Texto: Grande Sertão: Veredas, de João Guimarães Rosa (Editora Nova Fronteira, EdiçãoComemorativa dos 50 anos, em tiragem de 10.000 cópias, 2006,553 páginas).
- texto deslumbrante, uma obra-prima da literatura brasileira: no começo, parece impenetrável, escrito em dialeto jaguncês, só para os iniciados. Aos poucos, a narrativa vai delicadamente se revelando, abrindo os seus segredos, a sua enorme engenhosidade, a sua beleza. O autor, João Guimarães Rosa, nasceu em Cordisburgo,Minas Gerais, em 1908, e morreu no Rio de Janeiro, a 19 de novembro de 1967. Médico formado em 1930, seguiu a carreira diplomática e escreveu o primeiro romance, Sagarana, em 1946, aos 38 anos. No texto do Grande Sertão: Veredas tudo é sutil e colocado em forma bruta, a ser lapidado e cultivado.
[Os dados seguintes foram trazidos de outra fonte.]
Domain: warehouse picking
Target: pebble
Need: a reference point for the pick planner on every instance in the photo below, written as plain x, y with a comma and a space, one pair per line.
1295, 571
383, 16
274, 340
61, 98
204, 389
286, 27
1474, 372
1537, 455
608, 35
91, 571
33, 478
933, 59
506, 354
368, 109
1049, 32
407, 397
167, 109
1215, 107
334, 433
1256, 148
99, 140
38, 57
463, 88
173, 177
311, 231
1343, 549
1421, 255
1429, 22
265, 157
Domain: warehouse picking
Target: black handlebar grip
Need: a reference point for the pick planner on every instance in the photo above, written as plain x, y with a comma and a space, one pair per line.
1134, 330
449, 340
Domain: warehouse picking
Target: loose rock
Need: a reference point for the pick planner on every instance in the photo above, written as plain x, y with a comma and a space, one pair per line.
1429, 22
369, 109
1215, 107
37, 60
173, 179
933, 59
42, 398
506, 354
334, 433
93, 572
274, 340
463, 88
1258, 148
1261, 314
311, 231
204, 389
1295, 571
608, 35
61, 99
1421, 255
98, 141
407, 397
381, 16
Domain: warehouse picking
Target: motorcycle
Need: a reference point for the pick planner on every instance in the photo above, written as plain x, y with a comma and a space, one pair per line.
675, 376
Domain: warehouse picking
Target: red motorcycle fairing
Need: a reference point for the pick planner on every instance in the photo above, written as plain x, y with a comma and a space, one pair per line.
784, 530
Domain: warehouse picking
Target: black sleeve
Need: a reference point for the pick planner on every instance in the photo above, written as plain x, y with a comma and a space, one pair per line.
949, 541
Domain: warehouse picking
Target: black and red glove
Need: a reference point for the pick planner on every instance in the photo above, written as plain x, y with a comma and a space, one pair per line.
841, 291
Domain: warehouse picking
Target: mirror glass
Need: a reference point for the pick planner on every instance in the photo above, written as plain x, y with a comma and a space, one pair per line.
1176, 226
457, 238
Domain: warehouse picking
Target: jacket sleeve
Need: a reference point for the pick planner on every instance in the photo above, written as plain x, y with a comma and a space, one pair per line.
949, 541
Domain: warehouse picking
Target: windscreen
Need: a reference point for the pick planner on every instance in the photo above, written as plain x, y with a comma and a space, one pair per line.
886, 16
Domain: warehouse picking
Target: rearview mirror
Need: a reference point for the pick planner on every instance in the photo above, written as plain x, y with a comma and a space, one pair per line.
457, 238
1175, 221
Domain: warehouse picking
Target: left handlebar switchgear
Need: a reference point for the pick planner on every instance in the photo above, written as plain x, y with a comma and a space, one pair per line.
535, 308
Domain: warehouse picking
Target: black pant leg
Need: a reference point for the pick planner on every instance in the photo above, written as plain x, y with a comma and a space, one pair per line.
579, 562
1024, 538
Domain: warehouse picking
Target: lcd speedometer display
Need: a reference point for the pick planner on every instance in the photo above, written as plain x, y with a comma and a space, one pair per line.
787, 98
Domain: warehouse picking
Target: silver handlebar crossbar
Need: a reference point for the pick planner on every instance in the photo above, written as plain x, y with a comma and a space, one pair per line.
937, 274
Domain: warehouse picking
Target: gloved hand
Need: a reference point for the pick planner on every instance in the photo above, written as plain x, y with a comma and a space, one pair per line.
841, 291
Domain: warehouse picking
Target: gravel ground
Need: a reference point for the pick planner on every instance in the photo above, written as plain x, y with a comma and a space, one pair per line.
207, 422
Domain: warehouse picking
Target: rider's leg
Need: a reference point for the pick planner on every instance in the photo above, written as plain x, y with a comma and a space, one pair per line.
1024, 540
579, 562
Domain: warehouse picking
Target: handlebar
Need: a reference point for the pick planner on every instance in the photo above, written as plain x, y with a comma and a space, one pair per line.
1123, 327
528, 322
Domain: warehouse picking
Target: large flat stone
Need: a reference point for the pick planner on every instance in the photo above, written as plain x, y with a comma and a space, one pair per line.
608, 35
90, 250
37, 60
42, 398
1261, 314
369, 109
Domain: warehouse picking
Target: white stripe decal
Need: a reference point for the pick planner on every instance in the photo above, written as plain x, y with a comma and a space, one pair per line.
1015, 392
O ambiente, nos sertões das Gerais, é habitualmente inóspito, duro, de lutas e guerras: é matar e morrer. Tentar escapar e viver: “viver é negócio muito perigoso”. O amor está lá por inteiro, delicadamente, maneiroso, no meio da brutalidade, no meio das traições, das guerras, da morte. Riobaldo, Tatarana : o narrador único, fica circulando por todos os espaços, atuando como intérprete de tudo. Com muita sutileza: “eu quase que nada não sei. Mas desconfio de muita coisa.” A linda história de amor entre Riobaldo e Diadorim perpassa toda a narrativa, de forma delicada e perene. Diadorim - homem,mulher, a companhia de todos os instantes de Riobaldo. São muitos os personagens do livro: Joca Ramiro,Zé Bebelo, Quelemém, Medeiro Vaz, Hemógenes, Ricardão e muitos outros. No centro de tudo a presença de Deus,
do demo, do jagunço. Uma epopéia esplêndida, com os costumes, a vida, os conflitos , as lutas, aventuras e desventuras do sertão. Uma viagem inesquecível, sem destino, uma realidade diferente,impactante,
“uma torre de Babel” - surpreendente, musical, cheia de poesia, fascinante. Riobaldo e Diadorim, amigos fraternos, paixão misteriosa e intensa, vivendo a paz e a guerra. Amor sutil, ambíguo. São antológicas algumas passagens do livro: a cena grotesca dos jagunços, às gargalhadas, ensangüentados na boca, palitando os dentes com a faca de ponta, afiada. Marcante, também, a descrição do “julgamento justo” do Zé Bebelo, sob o comando do Joca Ramiro. A leitura do texto não é farefa fácil: exige dedicação. È como alerta Afonso Arinos de Melo: “Cuidado com este livro, pois Grande Sertão: Veredas é como certos casarões velhos, certas igrejas cheias de sombras. No princípio a gente entra e não vê nada. Só contornos difusos, movimentos indecisos, planos atormentados. Mas aos poucos, não é a luz nova que chega: é a visão que se habitua. E, com ela, a compreensão admirativa. O imprudente ou sai logo, e perde o que não viu, ou resmunga contra a escuridão, pragueja, dá rabanadas e pontapés. Então arrisca-se a chocar inadvertidamente contra coisas que, depois, identificará como muito belas.”
Obs.: Publicação autorizada pelo autor do texto.